No mosquitoes in Florida have actually been found to be carrying Zika, despite the testing of 19,000 by the state lab. But other methods of Zika transmission, such as travel to a stricken country or sex with an infected person, have been ruled out.
“Zika is now here,” said Dr. Thomas Frieden, director of the U.S. Centers for Disease Control and Prevention.
Still, U.S. health officials said they do not expect widespread outbreaks in this country like those seen in Brazil, in part because of better sanitation, better mosquito control and wider use of window screens and air conditioners.
2 San Diego police officers shot, 1 fatally, during stop
SAN DIEGO (AP) — Two San Diego police officers were shot — one fatally — after a late-night stop turned into a gunfight, triggering a manhunt that led to the capture of one wounded suspect in a ravine and an hours-long SWAT standoff Friday that ended after officers detained a second man who may have been involved.
The shooting came as departments around the country are on high alert following the killing of officers in Dallas and Baton Rouge, Louisiana, this month.
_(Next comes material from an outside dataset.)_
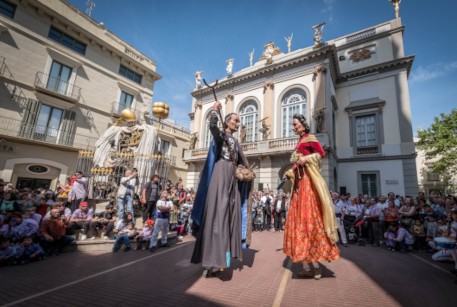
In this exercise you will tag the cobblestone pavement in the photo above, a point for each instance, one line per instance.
(363, 276)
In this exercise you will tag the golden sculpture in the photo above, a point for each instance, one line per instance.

San Diego Police Chief Shelley Zimmerman said it was unknown whether the San Diego attack was premeditated.
The chain of events unfolded over more than 12 hours in a blue-collar area of southeastern San Diego with modest single-story homes and streets lined with palm trees.
It started about 11 p.m. Thursday when two veteran gang unit officers in bulletproof vests stopped a person on a street. Almost immediately a shootout ensued and the officers called for backup.
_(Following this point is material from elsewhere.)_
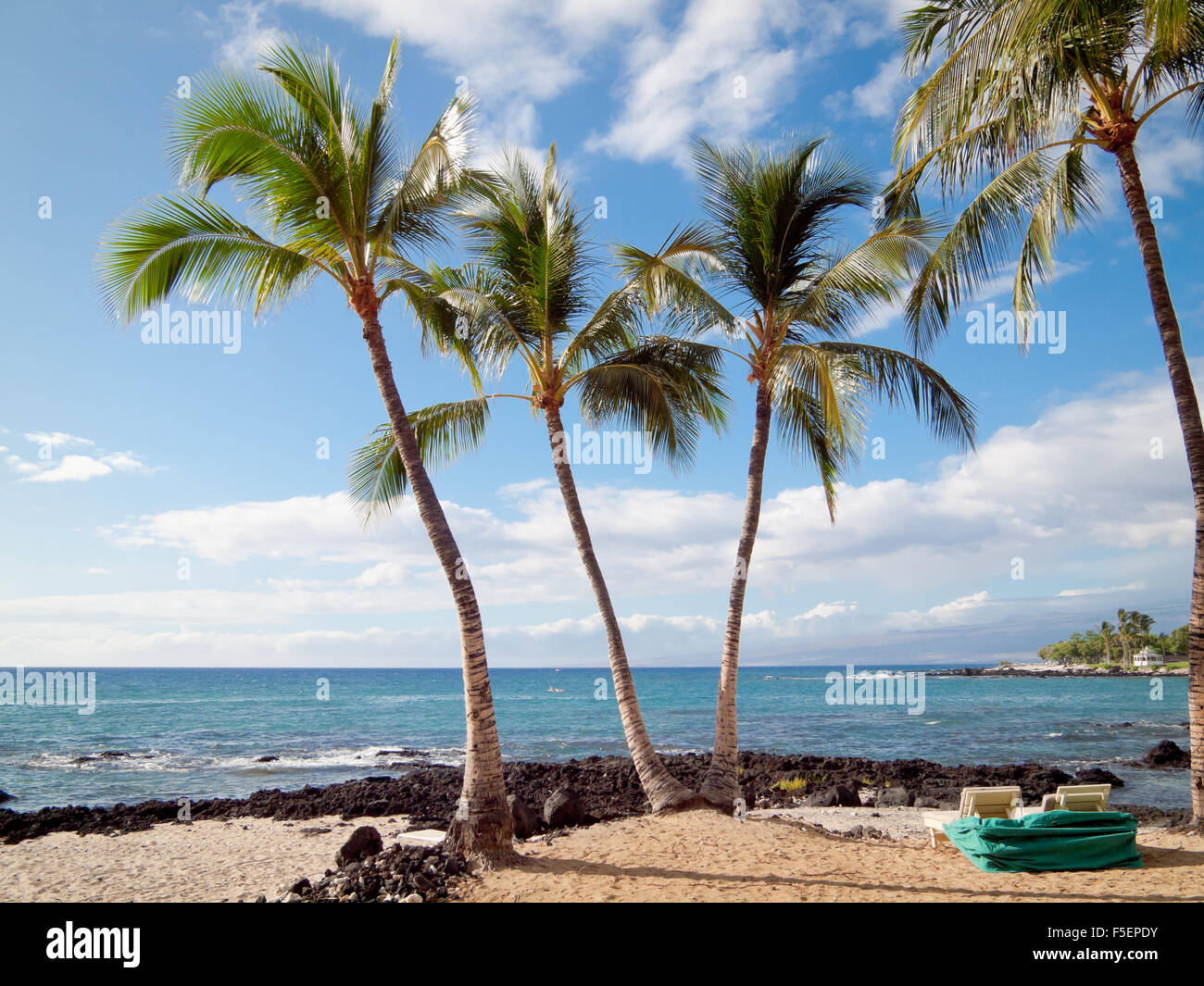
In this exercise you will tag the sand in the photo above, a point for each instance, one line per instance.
(697, 856)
Authorities initially said the officers made a traffic stop involving a motorist, but clarified later that they were still trying to determine whether it was a traffic stop or a stop to check out a pedestrian.
New Sandy Hook school opens nearly 4 years after massacre
NEWTOWN, Conn. (AP) — The new Sandy Hook Elementary School, built to replace the one demolished after a massacre that took the lives of 20 children and six educators, features three courtyards, study spaces designed to look like treehouses and a moat-like raingarden.
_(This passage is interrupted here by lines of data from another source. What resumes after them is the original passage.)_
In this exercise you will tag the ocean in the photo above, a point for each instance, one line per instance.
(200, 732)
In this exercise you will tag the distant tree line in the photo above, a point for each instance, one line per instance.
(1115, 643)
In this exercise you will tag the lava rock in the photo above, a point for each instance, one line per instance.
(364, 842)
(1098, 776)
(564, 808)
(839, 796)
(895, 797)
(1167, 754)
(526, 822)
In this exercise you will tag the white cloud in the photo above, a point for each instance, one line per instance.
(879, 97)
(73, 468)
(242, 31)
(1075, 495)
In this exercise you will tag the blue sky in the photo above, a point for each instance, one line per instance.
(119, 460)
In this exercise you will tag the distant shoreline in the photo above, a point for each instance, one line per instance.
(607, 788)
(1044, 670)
Still, many would give anything to have the old building back.
“But, let me state unequivocally that we would trade in a minute this beautiful new school for the more familiar and ancient Sandy Hook school, built in the ’50s, if we could just change the past,” said Pat Llodra, the town’s first selectman.
The new 86,000-square-foot school opened Friday for the first time to the media and the general public, containing no obvious memorials to the 26 people who died in December 2012, but officials said it was created with them in mind.
The $50 million replacement was built on the same property but not in the old footprint. All that remains are two large concrete slabs containing dinosaur footprints that also sat outside the old building.
US economy expected to pick up after weak growth in spring
WASHINGTON (AP) — A surprisingly lackluster economy last quarter served as a reminder of how choppy the pace of growth has been since the Great Recession ended seven years ago. Businesses pared their stockpiling and investment through the spring. But consumers — the heart of the U.S. economy — kept spending.
Most economists foresee faster, if still modest, growth the rest of this year.
The Commerce Department’s report Friday showed that gross domestic product — the broadest gauge of the economy — grew just 1.2 percent in the April-June quarter. That was far weaker than the forecasts of most analysts, who had expected growth of twice that pace in a bounce-back from a slump at the start of the year.
Earlier this week, a statement from the Federal Reserve had led many economists to conclude that a strengthening economy would lead the Fed to resume raising rates as soon as September. But after Friday’s tepid GDP report, many said a September rate hike was now probably off the table.
“The GDP data have significantly reduced the chances of a near-term rate hike,” said Paul Ashworth, chief economist at Capital Economics. Ashworth predicts only one interest rate increase this year, in December.